6. Je ne suis pas la reine !
Comme prévu, Yanos est venu me chercher à la fin du dîner. Il s'est poliment incliné, sans départir de son constant sourire, tout en me demandant si j'ai passé un bon moment.
— Il faut dire que la présence du roi est toujours un peu... troublante, avoué-je en choisissant mes mots.
— C'est parce qu'il est roi. Autrement, c'est un homme charmant.
Nous restons silencieux quelques secondes, quand Yanos me demande d'une voix plus grave qu'à l'accoutumée :
— Quel est votre nom, mademoiselle ?
— Ciel Hyrill.
— Ciel ?
Il semble pensif. Mon prénom a toujours suscité des réactions telles que « Comme c'est poétique ! ». Généralement, je ne réagis pas, même si par moments, ça m'agace.
Pourtant, lorsque c'est Yanos qui soulève le point, ça ne m'énerve pas du tout. Au contraire.
— Ça vous correspond bien.
— Pourquoi ?
Il me fixe, son regard suscite un drôle de petit chatouillis dans mon ventre, et même si je connais déjà la réponse, j'ai envie de l'entendre de ses propres lèvres.

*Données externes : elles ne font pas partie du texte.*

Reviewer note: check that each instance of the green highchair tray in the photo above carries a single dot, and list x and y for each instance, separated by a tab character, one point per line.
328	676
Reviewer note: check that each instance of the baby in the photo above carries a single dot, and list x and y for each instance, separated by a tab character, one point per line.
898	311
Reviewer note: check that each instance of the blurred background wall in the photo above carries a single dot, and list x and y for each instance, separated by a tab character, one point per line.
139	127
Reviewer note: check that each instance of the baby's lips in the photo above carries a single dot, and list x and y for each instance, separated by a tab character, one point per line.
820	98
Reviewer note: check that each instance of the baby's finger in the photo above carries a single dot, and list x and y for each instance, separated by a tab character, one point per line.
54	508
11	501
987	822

— Vous avez les yeux de la couleur exacte du ciel.
Je ne sais pas quoi répondre, alors je me contente d'esquisser un sourire. Ce n'est pas la première fois qu'on me le dit : j'ai des iris d'un bleu vif, incandescent, lumineux. Astral.

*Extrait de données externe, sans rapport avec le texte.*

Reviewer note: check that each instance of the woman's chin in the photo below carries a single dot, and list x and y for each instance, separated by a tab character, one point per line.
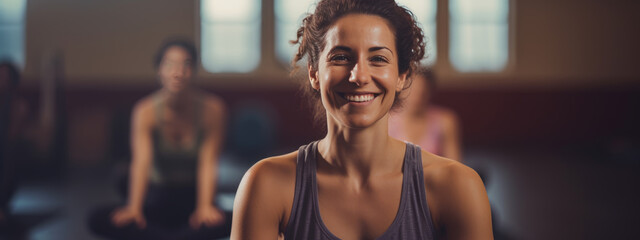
359	121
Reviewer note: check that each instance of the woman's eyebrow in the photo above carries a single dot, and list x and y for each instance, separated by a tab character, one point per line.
341	48
373	49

— J'ai peur de paraître déplacé, mais il y a une chose que j'aimerais vous dire..., chuchote Yanos.
— Je vous écoute.
— Je... je vous trouve vraiment charmante, et... et intéressante, et... je me demandais si vous accepteriez de passer plus de temps avec moi. Je veux dire, plus que le temps de simplement vous accompagner lors des trajets.

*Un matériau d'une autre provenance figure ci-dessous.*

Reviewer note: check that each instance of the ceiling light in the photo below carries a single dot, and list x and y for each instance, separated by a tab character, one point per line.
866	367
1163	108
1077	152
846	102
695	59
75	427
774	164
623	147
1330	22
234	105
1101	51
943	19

Je ne m'attendais pas à ça. Pas du tout ! C'est la deuxième fois, après la remarque du Prince, qu'on fait allusion à ma beauté. Mais je ne suis pas belle, je suis simplement un peu hors du commun avec ma combinaison singulière. Que peuvent-ils bien me trouver ?
Je me concentre sur sa question. Passer plus de temps avec lui ? J'avoue que ce ne serait pas pour me déplaire, Yanos est un homme qui aime rire et bavarder. Et c'est vrai que c'est quelqu'un qui possède beaucoup d'attraits, surtout quand il sourit. Il semble différent des autres gardes, qui ont toujours cette expression froide et indifférente sur le visage.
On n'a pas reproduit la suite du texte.